Asia Pac J Clin Nutr. 2010;19(4):564-71.

PMID:21147719
Abstract

PURPOSE

To investigate whether a high salted food intake increases the risk of gastrointestinal tract cancer mortality.

METHODS

We conducted a prospective study of 6830 Japanese inhabitants to evaluate the association between salted food consumption and the risk of gastrointestinal tract cancer mortality. Data were obtained from a prospective cohort study in Japan.
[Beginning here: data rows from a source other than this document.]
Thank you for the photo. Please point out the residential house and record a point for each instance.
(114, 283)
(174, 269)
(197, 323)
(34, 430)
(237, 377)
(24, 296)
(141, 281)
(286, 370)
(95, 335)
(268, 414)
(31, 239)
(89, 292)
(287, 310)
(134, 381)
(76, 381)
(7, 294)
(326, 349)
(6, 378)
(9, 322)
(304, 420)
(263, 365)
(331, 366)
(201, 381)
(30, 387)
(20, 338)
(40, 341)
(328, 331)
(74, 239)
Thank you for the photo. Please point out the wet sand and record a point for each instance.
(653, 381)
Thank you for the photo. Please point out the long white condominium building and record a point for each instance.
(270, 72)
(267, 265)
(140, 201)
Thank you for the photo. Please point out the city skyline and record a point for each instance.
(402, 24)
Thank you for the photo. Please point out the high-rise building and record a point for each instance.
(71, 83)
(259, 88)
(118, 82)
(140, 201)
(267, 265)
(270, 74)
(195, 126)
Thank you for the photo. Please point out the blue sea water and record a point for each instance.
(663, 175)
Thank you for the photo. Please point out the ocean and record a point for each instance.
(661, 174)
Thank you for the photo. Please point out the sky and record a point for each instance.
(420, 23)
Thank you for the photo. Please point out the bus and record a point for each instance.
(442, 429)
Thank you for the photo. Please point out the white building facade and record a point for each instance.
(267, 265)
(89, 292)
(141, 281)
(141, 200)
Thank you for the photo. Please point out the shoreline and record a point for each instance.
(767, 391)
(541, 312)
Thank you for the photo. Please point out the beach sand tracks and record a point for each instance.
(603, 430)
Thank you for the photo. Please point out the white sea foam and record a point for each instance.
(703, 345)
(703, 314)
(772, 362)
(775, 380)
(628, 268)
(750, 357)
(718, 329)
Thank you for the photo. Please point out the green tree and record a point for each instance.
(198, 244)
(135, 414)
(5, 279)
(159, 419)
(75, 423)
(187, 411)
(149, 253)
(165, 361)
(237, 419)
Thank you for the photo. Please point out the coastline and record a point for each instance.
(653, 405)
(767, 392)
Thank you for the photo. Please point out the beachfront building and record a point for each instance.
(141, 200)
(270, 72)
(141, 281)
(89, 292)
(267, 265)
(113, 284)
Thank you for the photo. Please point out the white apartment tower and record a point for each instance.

Salted food consumption, determined from a baseline questionnaire, was classified into the two categories of 'low intake' and 'high intake'. The Cox proportional hazards model was used to estimate hazard ratios (HRs) and 95% confidence intervals (CI).

FINDINGS

Total of 174 gastrointestinal tract cancer deaths (47 esophagus cancer, 87 stomach cancer, 23 colon cancer and 17 rectal cancer) were observed during 94996 person-years of follow-up, with a mean follow-up period of 8.9 years. After adjustment for age, body mass index, physical activity, smoking, alcohol, history of diabetes mellitus and dietary items, including vegetables, fruit, tea, red meat and processed meat, the HR for stomach cancer in males with high salt intake was 2.05 (95% CI:1.25 - 3.38) whereas that of rectal cancer was 3.58 (95% CI: 1.08 - 11.89). In contrast, no association was seen in females. Further, no association was seen between higher salted food consumption and esophagus and colon cancer in either sex.

CONCLUSIONS

A significant association was seen between higher salted food consumption and stomach and rectal cancer mortality in men, but not in women. No association was seen between higher consumption and esophagus and colon cancer mortality in either men or women.

摘要

目的

研究高盐食物摄入量是否会增加胃肠道癌症死亡风险。

方法

我们对6830名日本居民进行了一项前瞻性研究,以评估腌制食物消费与胃肠道癌症死亡风险之间的关联。数据来自日本的一项前瞻性队列研究。根据基线调查问卷确定的腌制食物摄入量分为“低摄入量”和“高摄入量”两类。采用Cox比例风险模型估计风险比(HRs)和95%置信区间(CI)。

研究结果

在94996人年的随访期间,共观察到174例胃肠道癌症死亡(47例食管癌、87例胃癌、23例结肠癌和17例直肠癌),平均随访期为8.9年。在对年龄、体重指数、身体活动、吸烟、饮酒、糖尿病史以及包括蔬菜、水果、茶、红肉和加工肉类在内的饮食项目进行调整后,高盐摄入男性患胃癌的HR为2.05(95%CI:1.25 - 3.38),而直肠癌的HR为3.58(95%CI:1.08 - 11.89)。相比之下,女性未发现关联。此外,无论男女,高盐食物消费与食管癌和结肠癌之间均未发现关联。

结论

高盐食物消费与男性胃癌和直肠癌死亡率之间存在显著关联,但与女性无关。无论男性还是女性,高盐食物消费与食管癌和结肠癌死亡率之间均未发现关联。